Python implementation of a Gemini watermark removal tool using mathematical reverse alpha blending

Project description

Gemini Watermark Remover - Python Edition

PyPI version Python 3.8+ License: MIT

A Python implementation of Gemini watermark removal tool using mathematical reverse alpha blending.

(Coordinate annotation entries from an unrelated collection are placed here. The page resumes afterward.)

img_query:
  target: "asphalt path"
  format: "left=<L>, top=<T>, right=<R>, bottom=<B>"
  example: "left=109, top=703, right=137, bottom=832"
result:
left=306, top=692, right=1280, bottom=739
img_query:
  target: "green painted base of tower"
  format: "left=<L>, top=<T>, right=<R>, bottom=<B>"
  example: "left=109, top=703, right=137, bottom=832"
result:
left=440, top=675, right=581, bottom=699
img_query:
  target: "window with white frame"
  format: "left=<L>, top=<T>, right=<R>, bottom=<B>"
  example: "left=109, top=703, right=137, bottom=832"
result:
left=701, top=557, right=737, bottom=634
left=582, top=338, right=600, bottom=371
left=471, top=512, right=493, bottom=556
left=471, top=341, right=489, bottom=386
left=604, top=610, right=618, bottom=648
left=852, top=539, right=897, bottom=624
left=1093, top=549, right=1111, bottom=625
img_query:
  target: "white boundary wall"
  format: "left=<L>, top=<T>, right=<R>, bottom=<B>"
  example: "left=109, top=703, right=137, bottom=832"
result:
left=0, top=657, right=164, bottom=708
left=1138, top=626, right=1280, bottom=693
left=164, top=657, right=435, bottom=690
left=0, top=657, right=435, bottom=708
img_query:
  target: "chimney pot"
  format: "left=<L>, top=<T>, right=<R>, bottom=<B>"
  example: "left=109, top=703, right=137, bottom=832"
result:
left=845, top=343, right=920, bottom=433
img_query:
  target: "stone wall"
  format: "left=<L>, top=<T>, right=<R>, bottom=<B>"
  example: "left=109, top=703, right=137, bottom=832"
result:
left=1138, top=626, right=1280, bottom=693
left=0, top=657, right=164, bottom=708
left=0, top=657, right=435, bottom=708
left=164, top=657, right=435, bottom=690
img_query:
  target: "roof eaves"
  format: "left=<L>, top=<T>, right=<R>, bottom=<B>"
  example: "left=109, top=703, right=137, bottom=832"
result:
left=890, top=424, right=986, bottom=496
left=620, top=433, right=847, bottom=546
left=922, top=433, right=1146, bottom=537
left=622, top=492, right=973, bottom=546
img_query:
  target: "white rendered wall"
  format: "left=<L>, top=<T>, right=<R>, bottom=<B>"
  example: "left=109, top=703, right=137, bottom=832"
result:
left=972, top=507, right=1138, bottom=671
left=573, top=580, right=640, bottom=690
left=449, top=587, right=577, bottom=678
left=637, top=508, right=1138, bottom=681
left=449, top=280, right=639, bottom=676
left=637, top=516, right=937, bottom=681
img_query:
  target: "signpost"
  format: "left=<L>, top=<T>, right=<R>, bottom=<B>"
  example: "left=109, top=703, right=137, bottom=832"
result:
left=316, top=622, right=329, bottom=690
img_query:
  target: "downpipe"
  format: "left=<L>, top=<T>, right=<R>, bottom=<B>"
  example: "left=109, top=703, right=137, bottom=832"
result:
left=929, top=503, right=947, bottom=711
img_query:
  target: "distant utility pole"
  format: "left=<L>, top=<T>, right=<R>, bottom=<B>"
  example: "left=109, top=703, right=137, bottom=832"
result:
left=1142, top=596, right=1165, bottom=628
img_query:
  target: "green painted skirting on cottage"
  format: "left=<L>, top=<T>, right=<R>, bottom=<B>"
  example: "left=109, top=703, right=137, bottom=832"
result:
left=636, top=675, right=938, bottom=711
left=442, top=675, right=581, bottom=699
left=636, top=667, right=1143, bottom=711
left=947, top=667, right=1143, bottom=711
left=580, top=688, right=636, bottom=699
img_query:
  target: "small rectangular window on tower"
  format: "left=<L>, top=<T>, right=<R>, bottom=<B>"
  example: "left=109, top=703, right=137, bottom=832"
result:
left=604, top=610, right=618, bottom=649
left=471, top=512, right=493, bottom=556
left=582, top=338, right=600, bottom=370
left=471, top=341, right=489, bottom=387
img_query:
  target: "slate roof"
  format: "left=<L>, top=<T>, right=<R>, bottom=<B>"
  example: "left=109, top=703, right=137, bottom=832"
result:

This project is a Python port of GeminiWatermarkTool.

中文文档

Demo

Original (Watermarked) Cleaned

Features

  • 🚀 Easy to use: Pure Python implementation, no compilation needed
  • 🎯 Precise algorithm: Uses reverse alpha blending mathematics
  • 📦 Minimal dependencies: Only requires OpenCV and NumPy
  • 🔄 Batch processing: Supports single file and directory processing
  • 🎨 Auto detection: Automatically detects watermark size (48x48 or 96x96)
  • 🌐 Remote URL support: Process images directly from URLs without downloading

Installation

Using pip (Recommended)

pip install py-gemini-watermark-remover

From Source

Using uv (fast Python package manager):

# Install uv (if not already installed)
curl -LsSf https://astral.sh/uv/install.sh | sh

# Install dependencies (creates virtual environment automatically)
uv sync

# Run directly
uv run python -m gemini_watermark_remover.cli image.jpg

Quick Start

Example Test

# Process example images
uv run python -m gemini_watermark_remover.cli -i examples/example1.jpg -o examples/example1_cleaned.jpg
uv run python -m gemini_watermark_remover.cli -i examples/example2.jpg -o examples/example2_cleaned.jpg

CLI Usage

After installation via pip:

# Simple mode - in-place edit (overwrites original!)
gemini-watermark watermarked.jpg

# Specify output file
gemini-watermark -i watermarked.jpg -o clean.jpg

# Batch process directory
gemini-watermark -i ./input_folder/ -o ./output_folder/

# Force watermark size
gemini-watermark -i image.jpg -o clean.jpg --force-small

# Show banner
gemini-watermark -i image.jpg -o clean.jpg --banner

# Process remote URL directly
gemini-watermark -i "https://example.com/image.webp" -o clean.webp

Or using the module directly:

# Simple mode - in-place edit (overwrites original!)
uv run python -m gemini_watermark_remover.cli watermarked.jpg

# Specify output file
uv run python -m gemini_watermark_remover.cli -i watermarked.jpg -o clean.jpg

# Batch process directory
uv run python -m gemini_watermark_remover.cli -i ./input_folder/ -o ./output_folder/

# Force watermark size
uv run python -m gemini_watermark_remover.cli -i image.jpg -o clean.jpg --force-small

# Show banner
uv run python -m gemini_watermark_remover.cli -i image.jpg -o clean.jpg --banner

# Process remote URL directly
uv run python -m gemini_watermark_remover.cli -i "https://example.com/image.webp" -o clean.webp

Or from source with Python:

# After activating virtual environment
python -m gemini_watermark_remover.cli watermarked.jpg
python -m gemini_watermark_remover.cli -i watermarked.jpg -o clean.jpg

Python API

from gemini_watermark_remover import WatermarkRemover, process_image, process_directory
import cv2

# Method 1: Use convenience function for single file
process_image('watermarked.jpg', 'clean.jpg')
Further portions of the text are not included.